Higher tax deduction rates for commuters will be introduced from next year. But how much tax can people who travel to work get back?

How much less tax will Danish commuters pay in 2023?

The interest organisation for motorists, FDM, has criticised new rates for commuter tax deductions, saying the amount by which taxes will actually be reduced will be marginal.

FDM says that higher deduction rates will save commuters an average of 30 kroner – enough to buy around 2 litres of petrol at current prices – per year. The figure comes from the organisation’s own calculations.

It should be noted that the size of the tax deduction changes depending on the distance travelled.

The commuter deduction, termed kørselsfradraget in Danish, is designed to cover the cost of travelling to and from work over a set minimum distance.
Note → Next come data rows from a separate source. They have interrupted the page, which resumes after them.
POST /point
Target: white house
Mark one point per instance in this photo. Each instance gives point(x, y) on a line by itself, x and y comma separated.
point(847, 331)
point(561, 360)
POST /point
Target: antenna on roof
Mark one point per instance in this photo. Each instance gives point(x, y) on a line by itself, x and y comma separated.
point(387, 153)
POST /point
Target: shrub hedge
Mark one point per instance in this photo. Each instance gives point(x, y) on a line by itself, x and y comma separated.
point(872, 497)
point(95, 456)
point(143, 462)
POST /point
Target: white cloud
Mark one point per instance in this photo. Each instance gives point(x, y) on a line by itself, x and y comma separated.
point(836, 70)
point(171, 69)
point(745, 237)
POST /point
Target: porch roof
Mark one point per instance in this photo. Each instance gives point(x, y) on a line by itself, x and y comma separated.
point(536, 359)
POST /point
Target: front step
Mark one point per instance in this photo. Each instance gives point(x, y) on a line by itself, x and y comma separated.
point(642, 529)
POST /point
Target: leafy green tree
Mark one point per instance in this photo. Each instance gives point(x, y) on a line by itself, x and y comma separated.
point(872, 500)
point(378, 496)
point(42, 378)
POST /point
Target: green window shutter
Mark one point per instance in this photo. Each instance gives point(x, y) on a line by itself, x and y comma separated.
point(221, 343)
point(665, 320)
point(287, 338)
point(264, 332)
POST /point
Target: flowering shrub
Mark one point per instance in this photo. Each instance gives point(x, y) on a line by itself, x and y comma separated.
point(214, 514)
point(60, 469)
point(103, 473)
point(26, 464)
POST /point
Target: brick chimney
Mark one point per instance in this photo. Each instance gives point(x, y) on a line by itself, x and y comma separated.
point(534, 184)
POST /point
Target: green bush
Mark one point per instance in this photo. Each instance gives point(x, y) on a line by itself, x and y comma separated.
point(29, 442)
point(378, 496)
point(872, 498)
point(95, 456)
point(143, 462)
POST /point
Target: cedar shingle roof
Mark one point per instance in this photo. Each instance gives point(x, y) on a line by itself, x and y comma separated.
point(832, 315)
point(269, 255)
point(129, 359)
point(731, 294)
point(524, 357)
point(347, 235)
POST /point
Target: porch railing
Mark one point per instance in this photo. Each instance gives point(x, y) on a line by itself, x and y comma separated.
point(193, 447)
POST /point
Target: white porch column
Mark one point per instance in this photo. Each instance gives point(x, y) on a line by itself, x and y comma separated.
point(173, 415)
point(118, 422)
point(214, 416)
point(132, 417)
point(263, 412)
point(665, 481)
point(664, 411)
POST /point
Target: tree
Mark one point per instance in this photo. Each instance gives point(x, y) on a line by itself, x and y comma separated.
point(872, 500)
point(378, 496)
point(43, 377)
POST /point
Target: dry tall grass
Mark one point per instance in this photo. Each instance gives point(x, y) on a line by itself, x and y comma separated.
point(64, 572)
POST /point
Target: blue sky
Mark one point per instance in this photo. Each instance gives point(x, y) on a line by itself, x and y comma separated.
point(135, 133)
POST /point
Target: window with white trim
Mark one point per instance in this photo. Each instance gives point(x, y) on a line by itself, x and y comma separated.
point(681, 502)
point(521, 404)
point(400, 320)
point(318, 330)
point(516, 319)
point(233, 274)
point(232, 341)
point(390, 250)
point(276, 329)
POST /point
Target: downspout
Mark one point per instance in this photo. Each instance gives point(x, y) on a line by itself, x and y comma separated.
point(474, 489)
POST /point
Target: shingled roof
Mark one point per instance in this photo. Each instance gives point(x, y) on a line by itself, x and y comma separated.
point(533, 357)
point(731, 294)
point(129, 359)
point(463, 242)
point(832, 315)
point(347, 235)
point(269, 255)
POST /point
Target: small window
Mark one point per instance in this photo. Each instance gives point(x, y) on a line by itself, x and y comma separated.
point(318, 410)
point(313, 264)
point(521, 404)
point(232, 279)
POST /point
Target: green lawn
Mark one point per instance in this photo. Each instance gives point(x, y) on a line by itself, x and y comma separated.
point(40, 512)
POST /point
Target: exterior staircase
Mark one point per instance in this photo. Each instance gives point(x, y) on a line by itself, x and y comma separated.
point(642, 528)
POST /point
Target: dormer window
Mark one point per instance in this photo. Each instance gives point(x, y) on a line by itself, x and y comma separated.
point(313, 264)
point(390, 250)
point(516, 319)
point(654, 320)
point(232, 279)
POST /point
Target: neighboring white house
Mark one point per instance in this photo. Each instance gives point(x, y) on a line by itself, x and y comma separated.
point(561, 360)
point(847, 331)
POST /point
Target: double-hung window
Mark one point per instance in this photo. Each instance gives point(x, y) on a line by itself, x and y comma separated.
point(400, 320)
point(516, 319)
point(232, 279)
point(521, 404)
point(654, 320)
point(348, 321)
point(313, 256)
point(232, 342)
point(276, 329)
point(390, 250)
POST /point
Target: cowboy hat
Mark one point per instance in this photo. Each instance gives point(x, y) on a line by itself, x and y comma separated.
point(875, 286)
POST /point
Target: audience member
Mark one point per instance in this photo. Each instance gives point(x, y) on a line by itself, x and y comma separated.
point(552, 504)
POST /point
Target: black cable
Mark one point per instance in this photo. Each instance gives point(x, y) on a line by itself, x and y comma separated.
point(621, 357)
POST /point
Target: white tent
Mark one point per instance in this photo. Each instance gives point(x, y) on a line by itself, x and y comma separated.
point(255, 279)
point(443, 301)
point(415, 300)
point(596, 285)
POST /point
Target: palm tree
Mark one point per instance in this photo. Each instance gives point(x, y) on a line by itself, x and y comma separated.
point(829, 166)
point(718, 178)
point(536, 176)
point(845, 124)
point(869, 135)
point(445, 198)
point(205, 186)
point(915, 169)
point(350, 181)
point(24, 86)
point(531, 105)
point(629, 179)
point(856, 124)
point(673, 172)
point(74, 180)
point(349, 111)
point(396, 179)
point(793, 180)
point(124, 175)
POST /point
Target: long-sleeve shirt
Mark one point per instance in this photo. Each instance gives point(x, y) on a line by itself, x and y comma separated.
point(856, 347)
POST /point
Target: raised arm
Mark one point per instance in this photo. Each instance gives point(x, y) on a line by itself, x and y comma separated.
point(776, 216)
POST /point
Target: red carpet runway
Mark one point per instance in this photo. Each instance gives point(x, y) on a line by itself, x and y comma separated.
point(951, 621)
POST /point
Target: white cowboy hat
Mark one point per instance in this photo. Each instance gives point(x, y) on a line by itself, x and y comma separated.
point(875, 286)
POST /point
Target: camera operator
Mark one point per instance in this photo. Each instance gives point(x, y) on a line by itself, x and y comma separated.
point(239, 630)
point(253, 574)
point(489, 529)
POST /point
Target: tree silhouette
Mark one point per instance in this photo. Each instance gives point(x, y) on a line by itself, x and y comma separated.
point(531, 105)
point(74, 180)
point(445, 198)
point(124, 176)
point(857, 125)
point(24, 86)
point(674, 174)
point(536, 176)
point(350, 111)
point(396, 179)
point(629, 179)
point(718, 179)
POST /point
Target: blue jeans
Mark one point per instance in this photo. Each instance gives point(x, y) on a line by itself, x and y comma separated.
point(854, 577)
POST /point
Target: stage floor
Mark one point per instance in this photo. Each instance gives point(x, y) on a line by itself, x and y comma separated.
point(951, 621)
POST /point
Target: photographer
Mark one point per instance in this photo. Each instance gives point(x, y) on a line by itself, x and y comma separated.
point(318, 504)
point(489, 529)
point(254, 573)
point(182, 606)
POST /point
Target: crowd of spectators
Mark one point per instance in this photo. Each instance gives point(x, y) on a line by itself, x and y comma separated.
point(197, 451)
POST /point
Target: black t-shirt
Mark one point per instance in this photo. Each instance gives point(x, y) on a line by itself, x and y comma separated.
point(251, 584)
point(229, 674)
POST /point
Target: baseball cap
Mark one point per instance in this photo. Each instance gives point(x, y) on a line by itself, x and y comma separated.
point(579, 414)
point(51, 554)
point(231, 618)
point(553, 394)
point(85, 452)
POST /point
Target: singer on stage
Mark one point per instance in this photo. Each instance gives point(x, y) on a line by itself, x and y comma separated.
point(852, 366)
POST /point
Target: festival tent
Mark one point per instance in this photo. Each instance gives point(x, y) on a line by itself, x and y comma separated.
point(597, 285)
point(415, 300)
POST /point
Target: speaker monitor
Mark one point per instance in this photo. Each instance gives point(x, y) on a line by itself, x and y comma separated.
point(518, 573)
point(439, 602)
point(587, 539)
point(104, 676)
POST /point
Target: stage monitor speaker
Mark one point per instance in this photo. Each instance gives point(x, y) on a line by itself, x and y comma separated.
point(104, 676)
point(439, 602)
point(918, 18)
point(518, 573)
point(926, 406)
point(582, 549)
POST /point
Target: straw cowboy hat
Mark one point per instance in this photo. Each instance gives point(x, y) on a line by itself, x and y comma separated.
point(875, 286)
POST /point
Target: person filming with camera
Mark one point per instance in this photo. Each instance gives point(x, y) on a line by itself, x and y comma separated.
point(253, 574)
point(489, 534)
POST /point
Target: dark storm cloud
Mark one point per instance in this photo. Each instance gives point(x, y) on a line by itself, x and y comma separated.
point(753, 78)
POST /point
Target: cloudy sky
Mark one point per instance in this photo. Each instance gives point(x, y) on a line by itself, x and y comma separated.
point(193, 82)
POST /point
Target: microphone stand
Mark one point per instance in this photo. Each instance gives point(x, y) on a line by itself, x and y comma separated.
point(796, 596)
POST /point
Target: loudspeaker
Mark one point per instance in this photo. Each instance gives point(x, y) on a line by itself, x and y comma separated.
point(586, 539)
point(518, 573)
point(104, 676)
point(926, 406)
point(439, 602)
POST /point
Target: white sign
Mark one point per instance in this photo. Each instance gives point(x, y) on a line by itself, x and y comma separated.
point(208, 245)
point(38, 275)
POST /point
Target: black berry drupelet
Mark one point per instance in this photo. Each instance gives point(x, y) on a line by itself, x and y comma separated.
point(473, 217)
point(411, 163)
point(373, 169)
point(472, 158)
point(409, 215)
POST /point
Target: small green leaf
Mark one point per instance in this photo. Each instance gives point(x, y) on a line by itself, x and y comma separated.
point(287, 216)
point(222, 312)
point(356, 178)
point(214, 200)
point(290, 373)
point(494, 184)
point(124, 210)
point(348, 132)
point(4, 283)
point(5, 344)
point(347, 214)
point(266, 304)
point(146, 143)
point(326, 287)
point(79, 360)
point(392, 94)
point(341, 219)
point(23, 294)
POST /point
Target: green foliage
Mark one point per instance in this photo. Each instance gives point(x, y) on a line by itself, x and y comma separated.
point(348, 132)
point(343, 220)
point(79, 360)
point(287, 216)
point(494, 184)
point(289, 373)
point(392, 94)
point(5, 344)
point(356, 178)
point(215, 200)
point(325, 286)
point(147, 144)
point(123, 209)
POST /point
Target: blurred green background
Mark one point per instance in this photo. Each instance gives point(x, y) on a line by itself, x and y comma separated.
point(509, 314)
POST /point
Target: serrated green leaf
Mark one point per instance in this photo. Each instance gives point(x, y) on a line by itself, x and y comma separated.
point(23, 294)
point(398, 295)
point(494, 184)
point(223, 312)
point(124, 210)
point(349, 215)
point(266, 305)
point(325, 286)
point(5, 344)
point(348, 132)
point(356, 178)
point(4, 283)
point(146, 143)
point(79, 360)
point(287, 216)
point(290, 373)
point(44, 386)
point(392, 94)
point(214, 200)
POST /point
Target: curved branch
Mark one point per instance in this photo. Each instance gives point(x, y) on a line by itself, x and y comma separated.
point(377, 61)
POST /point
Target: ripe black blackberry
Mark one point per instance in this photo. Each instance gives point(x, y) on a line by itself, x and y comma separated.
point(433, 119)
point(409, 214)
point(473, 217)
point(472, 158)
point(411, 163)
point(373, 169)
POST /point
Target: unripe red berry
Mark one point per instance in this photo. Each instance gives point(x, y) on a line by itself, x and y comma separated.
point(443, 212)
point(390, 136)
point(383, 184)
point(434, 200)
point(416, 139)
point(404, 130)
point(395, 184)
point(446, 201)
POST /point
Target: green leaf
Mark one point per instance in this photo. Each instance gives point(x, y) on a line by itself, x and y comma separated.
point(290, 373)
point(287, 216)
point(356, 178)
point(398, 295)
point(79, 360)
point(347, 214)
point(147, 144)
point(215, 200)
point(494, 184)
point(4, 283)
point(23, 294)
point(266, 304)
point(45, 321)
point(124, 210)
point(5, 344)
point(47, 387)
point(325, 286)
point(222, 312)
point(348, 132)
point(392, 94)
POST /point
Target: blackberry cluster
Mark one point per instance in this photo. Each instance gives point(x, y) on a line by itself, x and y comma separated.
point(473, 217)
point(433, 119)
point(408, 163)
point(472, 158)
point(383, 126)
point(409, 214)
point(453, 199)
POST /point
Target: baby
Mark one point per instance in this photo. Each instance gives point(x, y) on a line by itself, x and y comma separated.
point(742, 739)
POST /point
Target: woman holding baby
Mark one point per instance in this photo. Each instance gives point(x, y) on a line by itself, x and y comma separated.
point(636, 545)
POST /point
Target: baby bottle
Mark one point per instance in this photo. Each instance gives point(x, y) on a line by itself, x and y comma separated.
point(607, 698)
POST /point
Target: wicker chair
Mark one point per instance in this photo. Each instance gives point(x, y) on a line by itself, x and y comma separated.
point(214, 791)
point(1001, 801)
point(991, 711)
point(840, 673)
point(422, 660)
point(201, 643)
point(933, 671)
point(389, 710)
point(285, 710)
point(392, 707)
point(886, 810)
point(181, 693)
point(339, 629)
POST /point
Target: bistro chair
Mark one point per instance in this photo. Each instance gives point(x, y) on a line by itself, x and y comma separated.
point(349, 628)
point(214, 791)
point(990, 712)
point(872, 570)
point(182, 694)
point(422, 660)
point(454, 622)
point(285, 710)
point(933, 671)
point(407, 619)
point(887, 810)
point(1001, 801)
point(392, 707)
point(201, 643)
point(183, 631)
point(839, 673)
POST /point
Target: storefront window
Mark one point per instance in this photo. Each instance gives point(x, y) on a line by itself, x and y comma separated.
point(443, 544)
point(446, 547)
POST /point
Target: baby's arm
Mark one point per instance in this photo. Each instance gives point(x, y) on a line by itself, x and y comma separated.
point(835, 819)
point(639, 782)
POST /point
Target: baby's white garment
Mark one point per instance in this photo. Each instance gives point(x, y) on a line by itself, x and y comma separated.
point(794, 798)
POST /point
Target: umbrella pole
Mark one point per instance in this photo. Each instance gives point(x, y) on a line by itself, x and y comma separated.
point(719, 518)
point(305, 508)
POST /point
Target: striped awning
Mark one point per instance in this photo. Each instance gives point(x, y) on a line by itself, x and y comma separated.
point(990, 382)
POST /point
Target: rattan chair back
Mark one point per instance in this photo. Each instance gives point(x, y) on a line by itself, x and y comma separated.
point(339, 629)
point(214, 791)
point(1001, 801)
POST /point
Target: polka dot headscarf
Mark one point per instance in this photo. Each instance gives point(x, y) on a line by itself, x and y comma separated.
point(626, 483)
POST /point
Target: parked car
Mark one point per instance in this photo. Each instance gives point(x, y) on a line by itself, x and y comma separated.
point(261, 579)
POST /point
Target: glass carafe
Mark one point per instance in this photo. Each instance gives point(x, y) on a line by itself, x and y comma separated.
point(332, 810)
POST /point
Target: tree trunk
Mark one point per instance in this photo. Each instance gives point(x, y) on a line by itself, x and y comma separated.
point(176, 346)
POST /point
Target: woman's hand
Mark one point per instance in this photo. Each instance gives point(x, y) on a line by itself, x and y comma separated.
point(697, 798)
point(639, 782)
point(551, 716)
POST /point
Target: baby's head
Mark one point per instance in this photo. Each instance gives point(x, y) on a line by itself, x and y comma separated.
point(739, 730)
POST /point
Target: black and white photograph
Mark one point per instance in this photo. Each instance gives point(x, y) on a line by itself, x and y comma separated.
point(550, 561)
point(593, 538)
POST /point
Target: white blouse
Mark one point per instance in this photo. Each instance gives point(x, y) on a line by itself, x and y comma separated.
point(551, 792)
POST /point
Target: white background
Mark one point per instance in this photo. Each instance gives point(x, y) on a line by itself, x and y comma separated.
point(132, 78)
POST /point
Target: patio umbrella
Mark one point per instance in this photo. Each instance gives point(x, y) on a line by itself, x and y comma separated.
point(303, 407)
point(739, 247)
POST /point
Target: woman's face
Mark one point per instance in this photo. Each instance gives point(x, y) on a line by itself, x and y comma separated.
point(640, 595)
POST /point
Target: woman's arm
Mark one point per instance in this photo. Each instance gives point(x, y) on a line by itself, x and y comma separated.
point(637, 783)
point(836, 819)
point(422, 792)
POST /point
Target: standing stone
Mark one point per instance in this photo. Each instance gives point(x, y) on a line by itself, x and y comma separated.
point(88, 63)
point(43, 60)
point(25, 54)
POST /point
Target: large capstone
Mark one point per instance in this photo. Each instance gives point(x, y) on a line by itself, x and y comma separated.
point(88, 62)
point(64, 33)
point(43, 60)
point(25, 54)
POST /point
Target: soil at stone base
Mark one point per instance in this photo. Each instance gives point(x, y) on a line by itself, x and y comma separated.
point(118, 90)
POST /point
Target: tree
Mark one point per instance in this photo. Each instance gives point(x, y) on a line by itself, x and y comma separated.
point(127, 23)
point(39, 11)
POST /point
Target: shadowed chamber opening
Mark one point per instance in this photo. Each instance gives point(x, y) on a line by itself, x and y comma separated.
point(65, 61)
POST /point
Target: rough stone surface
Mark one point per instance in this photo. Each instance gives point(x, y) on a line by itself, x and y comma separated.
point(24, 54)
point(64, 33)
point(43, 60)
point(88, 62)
It applies to rail, car, bus and bicycle journeys alike. The deduction is always calculated based on kilometres travelled if the journey was made by car, even if it was actually made by other means like rail.

Commuters can claim the deduction if they travel over 24 kilometres to get to and from work over (12 kilometres each way). Travel can be registered and deductions calculated within the forskudsopgørelse or preliminary tax return on the website.

READ ALSO: Forskudsopgørelse: Why checking your preliminary Danish tax return matters

An equivalent tax relief, befordringsgodtgørelse, is available to commuters who use their private vehicles for work purposes.

The rates for the two deduction types change depending on the distance travelled. You can see the various rates and compare the 2022 and 2023 on the Danish Tax Authority website.

For example, the tax deduction for trips between 25 and 120 kilometres in 2022 is 2.16 kroner per kilometre. It will increase to 2.19 kroner per kilometre next year.

FDM’s consumer economist Ilyas Dogru told news wire Ritzau the organisation did not understand why the travel deductions “are increasing so slightly”.

The organisation based its calculation on a commute of 50 kilometres per day.

The rates for both types of commuter deduction are determined by government organ Skatterådet, a tax council whose responsibilities include deciding certain subsidy rates.

The Tax Council raised the deduction rates based on higher fuel prices as well as increasing maintenance costs for vehicle owners.

They were last increased in April this year in response to spiralling fuel costs following the Russian invasion of Ukraine. The deduction rates are not normally changed during a tax year.

Costs are expected by the Council to continue to increase, and the deduction rates will therefore go up again in 2023.

But the higher deductions do not cover the increased costs experienced by motorists, FDM argues.

“Commuting is important for the mobility of labour,” Dogru said, adding that people are willing to travel further to work if their transport expenses are more adequately covered.

“When we see higher prices in society, that should be reflected in the commuter deduction. And if the price of fuel falls, on the other hand, that should also be reflected,” he said.

Around 1.2 million taxpayers in Denmark claim tax deductions yearly for commuting or for using their private vehicle for work purposes.